I fully agree that counsel for the appellant should not be permitted to withdraw from this case because of counsel’s failure to timely inform the appellant of his right either to proceed in propria persona or to request appointment of new counsel. However, I do not adopt the position that court-appointed counsel should be bound to file and brief an appeal which counsel believes is totally without merit.
*50In 1968, our Supreme Court, in the case of Commonwealth v. Baker, 429 Pa. 209, 239 A.2d 201, held that before counsel may withdraw from the case he must file a brief referring to anything in the record “that might arguably support the appeal.” See also, Commonwealth v. Perry, 464 Pa. 272, 346 A.2d 554 (1975).
However, in the 1981 case of Commonwealth v. McClendon, 495 Pa. 467, 434 A.2d 1185, in an Opinion by Justice Nix, the Supreme Court stated the following:
The dilemma created by the Perry reasoning becomes apparent when we consider the definition of the term “wholly frivolous” adopted by this jurisdiction. Commonwealth v. Greer, (citations omitted). If the Greer definition of “wholly frivolous” means that there are no points present that “might arguably support an appeal” counsel is saddled with an impossible burden, if he is nevertheless required to file a brief containing arguments that are nonexistént. If on the other hand, there are claims of arguable merit, even though counsel may not have any confidence in them, under Greer the appeal is not “wholly frivolous” and counsel is not entitled to seek leave to withdraw. Commonwealth v. Greer. Thus following the Perry rationale to its logical conclusion the right of counsel to seek leave to withdraw would be illusory.
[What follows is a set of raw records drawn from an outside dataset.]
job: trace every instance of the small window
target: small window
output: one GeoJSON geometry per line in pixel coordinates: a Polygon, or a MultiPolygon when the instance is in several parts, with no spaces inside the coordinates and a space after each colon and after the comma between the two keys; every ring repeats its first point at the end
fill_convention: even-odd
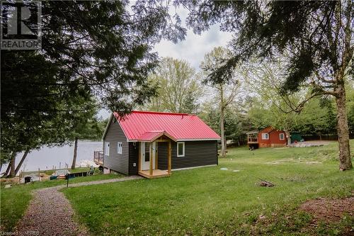
{"type": "Polygon", "coordinates": [[[177,142],[177,157],[184,157],[184,142],[177,142]]]}
{"type": "Polygon", "coordinates": [[[106,156],[110,155],[110,142],[105,142],[105,154],[106,156]]]}
{"type": "Polygon", "coordinates": [[[122,154],[122,150],[123,148],[123,144],[122,142],[117,142],[117,153],[122,154]]]}

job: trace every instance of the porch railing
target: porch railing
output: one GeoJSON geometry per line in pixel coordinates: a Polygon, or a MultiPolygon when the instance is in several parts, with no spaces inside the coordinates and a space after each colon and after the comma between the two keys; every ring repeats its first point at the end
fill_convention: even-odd
{"type": "Polygon", "coordinates": [[[97,164],[103,164],[103,151],[93,151],[93,162],[97,164]]]}

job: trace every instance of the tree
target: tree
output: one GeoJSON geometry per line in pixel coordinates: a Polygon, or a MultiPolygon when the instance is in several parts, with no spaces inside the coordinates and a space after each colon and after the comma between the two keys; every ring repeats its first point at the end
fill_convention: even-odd
{"type": "MultiPolygon", "coordinates": [[[[241,61],[254,55],[272,58],[286,52],[283,94],[310,85],[311,97],[333,96],[338,111],[339,169],[352,168],[345,89],[346,77],[354,71],[351,0],[179,3],[189,9],[188,25],[195,32],[220,23],[222,30],[235,33],[230,45],[233,56],[210,74],[211,80],[227,80],[241,61]]],[[[303,105],[295,110],[299,111],[303,105]]]]}
{"type": "MultiPolygon", "coordinates": [[[[215,68],[219,66],[219,62],[227,60],[229,57],[229,52],[222,47],[214,48],[210,52],[204,56],[204,60],[200,64],[200,67],[205,73],[210,73],[215,68]]],[[[222,142],[221,155],[226,157],[226,140],[224,131],[224,113],[227,106],[234,102],[239,89],[240,88],[239,80],[236,77],[235,70],[234,73],[229,74],[230,78],[224,81],[210,80],[207,77],[205,79],[204,83],[210,86],[217,92],[217,99],[219,101],[219,108],[220,112],[220,136],[222,142]]]]}
{"type": "Polygon", "coordinates": [[[147,108],[151,111],[196,113],[201,94],[199,75],[184,60],[164,58],[159,67],[149,77],[159,87],[157,94],[147,108]]]}
{"type": "Polygon", "coordinates": [[[70,134],[70,139],[74,140],[74,156],[72,159],[72,169],[75,169],[77,157],[77,142],[79,139],[97,139],[103,130],[95,117],[97,113],[96,109],[92,109],[88,113],[79,113],[77,122],[74,124],[70,134]]]}
{"type": "MultiPolygon", "coordinates": [[[[105,106],[122,115],[155,94],[146,80],[157,64],[152,45],[183,39],[185,30],[162,2],[137,1],[130,11],[128,4],[43,1],[42,49],[1,50],[1,164],[69,142],[68,129],[79,122],[74,114],[105,106]],[[93,96],[100,102],[93,104],[93,96]]],[[[36,3],[10,4],[3,7],[36,3]]],[[[36,21],[26,24],[33,28],[36,21]]]]}

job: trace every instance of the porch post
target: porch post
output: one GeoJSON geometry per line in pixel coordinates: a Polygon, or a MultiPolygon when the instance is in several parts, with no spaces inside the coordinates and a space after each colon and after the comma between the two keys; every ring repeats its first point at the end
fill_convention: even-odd
{"type": "Polygon", "coordinates": [[[150,145],[150,176],[152,176],[152,162],[154,162],[153,161],[153,157],[152,157],[152,142],[150,142],[149,143],[150,145]]]}
{"type": "Polygon", "coordinates": [[[138,149],[138,172],[140,172],[142,171],[142,142],[138,142],[137,145],[138,149]]]}
{"type": "Polygon", "coordinates": [[[155,142],[155,169],[159,169],[159,142],[155,142]]]}
{"type": "Polygon", "coordinates": [[[171,141],[169,142],[169,174],[171,174],[171,141]]]}

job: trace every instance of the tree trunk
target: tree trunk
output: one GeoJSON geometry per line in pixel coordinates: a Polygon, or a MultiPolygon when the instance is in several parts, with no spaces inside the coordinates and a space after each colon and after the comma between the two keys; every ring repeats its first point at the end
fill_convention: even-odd
{"type": "Polygon", "coordinates": [[[225,107],[224,106],[224,88],[220,86],[220,136],[222,142],[221,156],[222,157],[226,157],[226,147],[225,147],[225,134],[224,130],[224,111],[225,107]]]}
{"type": "Polygon", "coordinates": [[[350,150],[349,147],[349,128],[346,109],[346,91],[344,83],[338,84],[338,96],[336,97],[337,104],[338,141],[339,147],[339,169],[345,171],[351,169],[350,150]]]}
{"type": "Polygon", "coordinates": [[[74,145],[74,157],[72,159],[72,169],[75,169],[75,165],[76,164],[77,140],[77,137],[75,137],[75,145],[74,145]]]}
{"type": "Polygon", "coordinates": [[[25,161],[25,159],[27,157],[27,154],[28,154],[28,152],[30,152],[30,150],[27,149],[25,151],[25,153],[23,154],[23,156],[22,156],[22,158],[21,158],[21,160],[20,161],[20,163],[18,163],[18,164],[17,165],[16,169],[15,169],[15,176],[17,174],[17,172],[18,172],[18,171],[20,170],[20,168],[21,167],[22,164],[25,161]]]}
{"type": "Polygon", "coordinates": [[[16,154],[14,153],[13,154],[11,160],[10,161],[10,163],[8,164],[10,165],[10,174],[7,176],[8,178],[13,178],[15,177],[15,164],[16,164],[16,154]]]}
{"type": "Polygon", "coordinates": [[[222,157],[226,157],[226,150],[225,150],[225,134],[224,130],[224,108],[222,107],[220,109],[220,136],[222,142],[222,150],[221,156],[222,157]]]}

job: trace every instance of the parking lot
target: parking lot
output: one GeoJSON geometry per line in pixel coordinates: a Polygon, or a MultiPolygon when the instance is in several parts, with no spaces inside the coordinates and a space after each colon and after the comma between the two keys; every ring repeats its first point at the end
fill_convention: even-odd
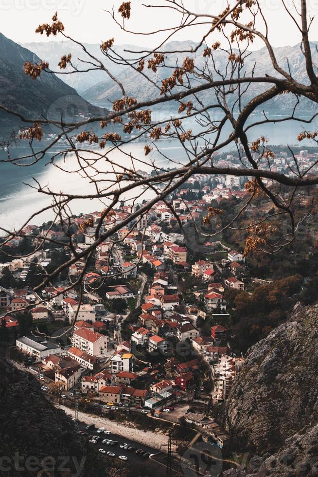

We do not believe that such a result was ever intended by the United States Supreme Court.
495 Pa. 472-73, 434 A.2d at 1188.
Where an accused is entitled to a counselled appellate review, that right should not be denied or diminished solely because of indigency. See Anders v. California, 386 U.S. 738, 87 S.Ct. 1396, 18 L.Ed.2d 493 (1967). However, Anders does not require that counsel be forced to pursue a wholly frivolous appeal just because his client is indigent. Commonwealth v. McClendon, supra, 495 Pa. 472-73, 434 A.2d at 1188. If a skilled trial lawyer, in his considered judgment, holds the good faith conviction that an appeal is frivolous or that the filing of an appeal would offend his conscience, he can do no more. The courts should not then force him *51to do that which privately-hired defense counsel would not be required to do, simply because the lawyer has been appointed by the court. It should not be the policy of the judicial system to encourage groundless appeals which merely waste the courts’ time.
The basis for caution in permitting court-appointed counsel to withdraw from a case is the need to assure that the appellate rights of a defendant are not waived without his knowledge. As long as withdrawing counsel informs the defendant of his appellate rights, including the right to request new court-appointed counsel, the actual filing and briefing of an appeal is unnecessary to preserve the defendant’s rights.